Die Ausstellung „Die Frau in der Grafik“ aus der polnischen Partnerstadt Ostrów - Wielkopolski, die noch bis zum 27. März 2011 im Kunsthaus zu sehen ist, bildet den Auftakt des deutsch-polnischen Kulturaustausches 2011 der Stadt Nordhausen. Was aber kommt danach?


Zur Vernissage dieser Ausstellung gab Kulturamtsleiterin Dr. Cornelia Klose eine Vorschau aller 2011 geplanten Ausstellungen. "Mit einer Plakatausstellung im Rathausfoyer im März, einer Gemeinschaftsausstellung des Kulturzentrums von Ostrów - Wielkopolski und der Nordhäuser Jugendkunstschule im Kunsthaus zum 10. Kunstfest im Juni sowie einer Präsentation von Werken Jürgen Rennebachs in der Partnerstadt im September wird diese Reihe der deutsch-polnischen Zusammenarbeit fortgesetzt", kündigte sie an.

Im April lässt die Ausstellung von Gerd Mackensen unter dem Titel „Sehnsucht nach früher – Zeichnungen und Leinwände“ großes Besucherinteresse erwarten. Der gebürtige Nordhäuser Künstler, der jetzt in Sondershausen lebt, gehöre zu den bekanntesten Künstlern Thüringens, sagte Klose. Seine Kunst sei so abwechslungsreich wie seine Freude an der Arbeit groß sei. Sie reiche von Gegenständlichem bis zu Abstraktem, von Landschaften bis zu erotischen Motiven.

„Wichtigstes Projekt des Kunsthauses ist die große Sonderausstellung „Künstlerinnen und Künstler um Caspar David Friedrich – 200 Jahre Harzwanderung des Romantikers“, die zum Auftakt des Harzfestes vom 15. Juli bis 2. Oktober zu sehen sein wird. Im Zentrum der Ausstellung stehe der bedeutendste Künstler der deutschen Romantik, Caspar David Friedrich, der sich vor 200 Jahren mit einem Freund auf eine Reise durch den Harz begeben habe. „Die Ausstellung soll einerseits die Beziehung zum Harz und andererseits die Bedeutung von Caspar David Friedrich und seiner Schüler für die Entwicklung der deutschen Romantik vermitteln“, so Frau Klose.

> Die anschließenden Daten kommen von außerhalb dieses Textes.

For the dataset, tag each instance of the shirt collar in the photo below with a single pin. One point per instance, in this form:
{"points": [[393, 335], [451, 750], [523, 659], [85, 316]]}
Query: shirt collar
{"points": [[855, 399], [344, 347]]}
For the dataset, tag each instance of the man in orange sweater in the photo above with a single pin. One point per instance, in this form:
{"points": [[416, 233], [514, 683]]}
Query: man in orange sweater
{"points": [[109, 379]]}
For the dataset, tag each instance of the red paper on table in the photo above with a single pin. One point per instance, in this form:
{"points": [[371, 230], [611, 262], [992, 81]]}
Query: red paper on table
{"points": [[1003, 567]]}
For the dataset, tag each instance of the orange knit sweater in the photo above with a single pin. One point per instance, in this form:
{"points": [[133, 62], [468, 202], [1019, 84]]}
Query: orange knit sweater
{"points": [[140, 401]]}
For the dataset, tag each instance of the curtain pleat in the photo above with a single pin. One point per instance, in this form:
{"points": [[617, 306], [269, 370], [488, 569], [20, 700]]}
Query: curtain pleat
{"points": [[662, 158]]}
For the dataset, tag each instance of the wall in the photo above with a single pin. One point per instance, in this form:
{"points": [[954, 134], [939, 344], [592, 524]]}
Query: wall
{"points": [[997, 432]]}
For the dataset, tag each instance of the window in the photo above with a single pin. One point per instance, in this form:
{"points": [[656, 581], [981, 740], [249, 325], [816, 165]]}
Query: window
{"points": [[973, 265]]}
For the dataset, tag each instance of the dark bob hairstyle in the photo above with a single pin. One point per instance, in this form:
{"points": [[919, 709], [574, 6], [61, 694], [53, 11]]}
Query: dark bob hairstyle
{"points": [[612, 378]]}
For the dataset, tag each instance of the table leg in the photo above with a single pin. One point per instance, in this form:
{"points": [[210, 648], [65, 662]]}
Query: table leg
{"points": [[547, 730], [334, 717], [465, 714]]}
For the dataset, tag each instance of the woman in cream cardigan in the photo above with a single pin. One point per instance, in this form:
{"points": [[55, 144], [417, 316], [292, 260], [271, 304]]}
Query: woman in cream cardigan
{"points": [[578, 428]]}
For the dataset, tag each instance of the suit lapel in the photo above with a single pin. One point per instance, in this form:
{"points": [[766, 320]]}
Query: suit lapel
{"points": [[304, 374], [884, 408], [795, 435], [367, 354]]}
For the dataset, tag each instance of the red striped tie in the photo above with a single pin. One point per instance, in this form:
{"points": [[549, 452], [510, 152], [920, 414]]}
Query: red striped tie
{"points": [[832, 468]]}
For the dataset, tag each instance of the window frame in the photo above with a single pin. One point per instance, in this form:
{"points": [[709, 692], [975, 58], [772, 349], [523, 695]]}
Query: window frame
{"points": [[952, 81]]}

Danach wird sich der israelische Künstler Ahi Nahor mit der Ausstellung „Wie gemalt – Fotokunst der besonderen Art“ im Kunsthaus Meyenburg mit Malerei und Fotografie präsentieren.

Den Abschluss des Veranstaltungsjahres 2011 bildet die Ausstellung zum Grafikpreis der Ilstraut-Glock-Grabe-Stiftung, dem einzigen Grafikpreis in Thüringen. Über 100 Künstler aus Hessen, Sachsen, Sachsen-Anhalt, Niedersachsen und Thüringen hätten sich 2009 beteiligt, und er erfreue sich immer stärkerer Beleibtheit, sagte die Kulturamtsleiterin. Der Nordhäuser Grafikpreis wurde 1999 zum ersten Mal vergeben mit der Intension der Künstlerin und Stifterin Ilsetraut Glock, die Kunst in ihrer Heimatregion zu fördern.